Big changes are afoot at 2nd Story Theatre, which has settled into the biggest expansion project since it was founded nearly a decade ago.

Officials from the non-profit theater company were expected to close on the Liberty Street School Tuesday, a month after voters approved the building's sale for $100,000 at Warren's Financial Town Meeting.

But perhaps bigger news, at least to the theatre-going public, is the company's current construction project.

Workers just completed demolition and are starting to build a second, smaller "downstage" theater in 2nd Story's 28 Market St. home.
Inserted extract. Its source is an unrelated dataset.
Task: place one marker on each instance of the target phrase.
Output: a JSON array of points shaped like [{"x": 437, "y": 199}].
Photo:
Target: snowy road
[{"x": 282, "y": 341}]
The new theater will seat about 70 people, half of the main theater upstairs, and will descend from where the first floor kitchen used to sit, down into the basement. If all goes as planned, 2nd Story will be ready to start a new run of plays in September, treasurer/director Lynne Collinson said.
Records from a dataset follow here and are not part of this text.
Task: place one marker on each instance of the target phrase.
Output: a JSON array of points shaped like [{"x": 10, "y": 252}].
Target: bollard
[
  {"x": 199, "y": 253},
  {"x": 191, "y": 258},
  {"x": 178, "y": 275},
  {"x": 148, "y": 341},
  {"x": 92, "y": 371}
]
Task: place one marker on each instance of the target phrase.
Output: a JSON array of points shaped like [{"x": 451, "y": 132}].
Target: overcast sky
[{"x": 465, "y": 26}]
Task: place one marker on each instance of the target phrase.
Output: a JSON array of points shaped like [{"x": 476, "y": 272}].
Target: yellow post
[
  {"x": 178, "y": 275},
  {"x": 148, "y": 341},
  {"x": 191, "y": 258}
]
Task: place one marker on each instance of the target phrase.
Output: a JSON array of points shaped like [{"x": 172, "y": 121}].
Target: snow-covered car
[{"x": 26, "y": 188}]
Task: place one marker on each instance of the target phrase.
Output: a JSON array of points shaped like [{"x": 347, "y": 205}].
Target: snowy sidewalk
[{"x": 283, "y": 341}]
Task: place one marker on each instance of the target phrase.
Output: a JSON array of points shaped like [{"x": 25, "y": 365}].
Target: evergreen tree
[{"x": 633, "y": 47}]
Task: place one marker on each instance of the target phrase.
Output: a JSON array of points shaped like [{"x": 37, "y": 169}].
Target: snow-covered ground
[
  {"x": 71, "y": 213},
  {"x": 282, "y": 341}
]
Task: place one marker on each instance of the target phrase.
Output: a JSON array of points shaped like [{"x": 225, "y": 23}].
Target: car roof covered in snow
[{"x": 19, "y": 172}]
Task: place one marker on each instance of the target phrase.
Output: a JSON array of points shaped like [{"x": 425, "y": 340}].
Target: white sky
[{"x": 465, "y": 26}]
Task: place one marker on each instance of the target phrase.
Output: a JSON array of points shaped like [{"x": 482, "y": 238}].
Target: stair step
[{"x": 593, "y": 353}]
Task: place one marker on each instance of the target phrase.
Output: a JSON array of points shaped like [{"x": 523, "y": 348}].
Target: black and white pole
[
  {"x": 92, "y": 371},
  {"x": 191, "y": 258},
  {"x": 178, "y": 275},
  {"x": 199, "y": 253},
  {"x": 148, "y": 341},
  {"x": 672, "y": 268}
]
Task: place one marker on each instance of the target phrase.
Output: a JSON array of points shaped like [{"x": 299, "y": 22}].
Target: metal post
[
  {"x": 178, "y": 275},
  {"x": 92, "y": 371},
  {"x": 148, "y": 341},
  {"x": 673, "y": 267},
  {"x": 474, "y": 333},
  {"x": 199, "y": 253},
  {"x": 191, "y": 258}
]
The new space will give 2nd Story extra flexibility to produce plays that might not have the same drawing power of the elaborate productions housed in the upstairs, 150-seat theater. But there is still a need for them, she said.

"It's going to be an intimate venue," she said. "It will house plays that maybe would not attract the crowds needed to support the large space upstairs. But it will attract the diehard fans; some edgy plays, offbeat things."

Artistic director Ed Shea has not announced the inaugural season, but Ms. Collinson said that almost certainly, a play like "The Lyons" by Nicky Silver would be among them, if not now then in the future. The play, which primarily takes place in a hospital room, deals with the protagonist's cancer and its effect on his family, past and future.

2nd Story officials decided to expand in hopes of increasing revenue, she said, and the entire project was made possible by the purchase of the Liberty Street School.

Before the purchase, 2nd Story's sets were made in a basement workshop and because of height and space restrictions, had to be made in pieces and assembled into their final form upstairs. Buying Liberty Street — and turning it into 2nd Story's main workshop and rehearsal space — freed up a lot of space that can now be dedicated to the downstage theater.

"These projects went hand in hand," Ms. Collinson said. "We made the jump (to Liberty Street) to enhance our production values. It was cramped down in that basement; now it's going to be a beautiful space."